Tribunal Administratif d'Amiens — Décision N° TA80-2203976

vendredi 30 décembre 2022

JuridictionTribunal Administratif d'Amiens
SectionTribunal Administratif d'Amiens
N° DossierTA80-2203976
TypeDécision
RecoursExcès de pouvoir
PublicationC
FormationReconduite à la frontière
Avocat requérantDOGAN

Texte intégral

Vu la procédure suivante :

Par une requête, enregistrée le 16 décembre 2022, Mme D F, représentée par Me Dogan, demande au tribunal :

1°) d'annuler l'arrêté du 6 décembre 2022 par lequel le préfet du Nord a décidé son transfert aux autorités portugaises ;

2°) d'enjoindre au préfet du Nord d'enregistrer sa demande d'asile et de lui remettre un dossier de demande d'asile, sous astreinte de 100 euros par jour de retard.

Elle soutient que :

- l'arrêté a été pris par une autorité incompétente ;

- il n'est pas motivé ;

- il a été pris de façon erronée sur le fondement du paragraphe 2 de l'article 12 du règlement (UE) n° 604/2013 du Parlement européen et du Conseil du 26 juin 2013 et, alors qu'elle est en possession de deux visas, le préfet ne pouvait pas se fonder sur son visa portugais.

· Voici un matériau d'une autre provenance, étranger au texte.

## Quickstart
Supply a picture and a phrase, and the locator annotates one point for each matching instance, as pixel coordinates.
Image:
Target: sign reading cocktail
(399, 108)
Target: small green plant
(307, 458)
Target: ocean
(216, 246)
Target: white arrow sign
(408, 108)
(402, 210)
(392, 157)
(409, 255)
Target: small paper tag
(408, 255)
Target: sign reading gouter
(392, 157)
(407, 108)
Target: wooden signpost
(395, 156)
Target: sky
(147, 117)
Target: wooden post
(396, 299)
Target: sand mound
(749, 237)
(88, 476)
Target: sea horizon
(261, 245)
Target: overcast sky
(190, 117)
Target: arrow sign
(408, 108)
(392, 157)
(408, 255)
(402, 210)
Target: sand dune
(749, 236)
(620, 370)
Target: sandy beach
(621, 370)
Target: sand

Vu les autres pièces du dossier.

Vu :

- le règlement (UE) n° 604/2013 du Parlement européen et du Conseil du 26 juin 2013 ;

- le code de l'entrée et du séjour des étrangers et du droit d'asile ;

- la loi n° 91-647 du 10 juillet 1991 ;

- le décret n° 2020-1717 du 28 décembre 2020 ;

- le code de justice administrative.

Les parties ont été régulièrement averties du jour de l'audience.

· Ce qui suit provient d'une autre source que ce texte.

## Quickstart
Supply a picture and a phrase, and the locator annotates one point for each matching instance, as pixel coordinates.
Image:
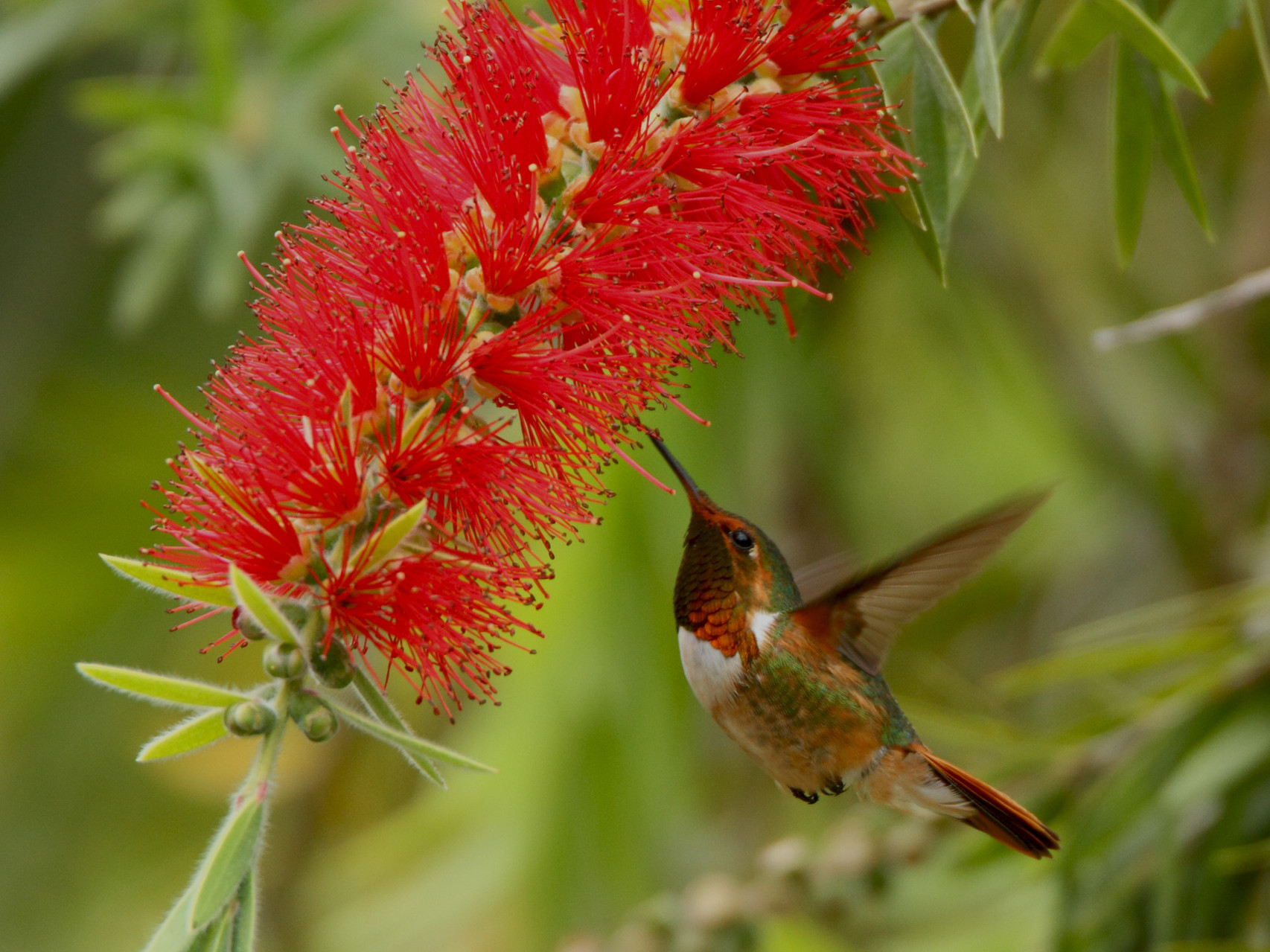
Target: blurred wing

Le rapport de Mme B a été entendu au cours de l'audience publique du 28 décembre 2022.

Les parties ont été informées à l'audience, conformément aux articles R. 611-7 et R. 776-25 du code justice administrative, de ce que le jugement est susceptible d'être fondé sur un moyen relevé d'office tiré de la substitution du paragraphe 4 de l'article 12 du règlement (UE) n° 604/2013 au paragraphe 2 du même article, comme base légale de la détermination de l'Etat membre responsable.

La clôture de l'instruction a été prononcée à l'issue de l'audience.

Considérant ce qui suit :

1. Par un arrêté du 6 décembre 2022, le préfet du Nord a décidé le transfert de Mme F, ressortissante de la République démocratique du Congo née le 30 mars 1995, aux autorités portugaises en vue de l'examen de sa demande d'asile. Mme F demande l'annulation de cet arrêté.

Sur l'admission provisoire à l'aide juridictionnelle :

2. Aux termes de l'article 20 de la loi du 10 juillet 1991 : " Dans les cas d'urgence, () l'admission provisoire à l'aide juridictionnelle peut être prononcée par la juridiction compétente ou son président. () ". Aux termes de l'article 61 du décret du 28 décembre 2020 : " () L'admission provisoire est accordée par le président du bureau ou de la section ou le président de la juridiction saisie, soit sur une demande présentée sans forme par l'intéressé, soit d'office si celui-ci a présenté une demande d'aide juridictionnelle () ".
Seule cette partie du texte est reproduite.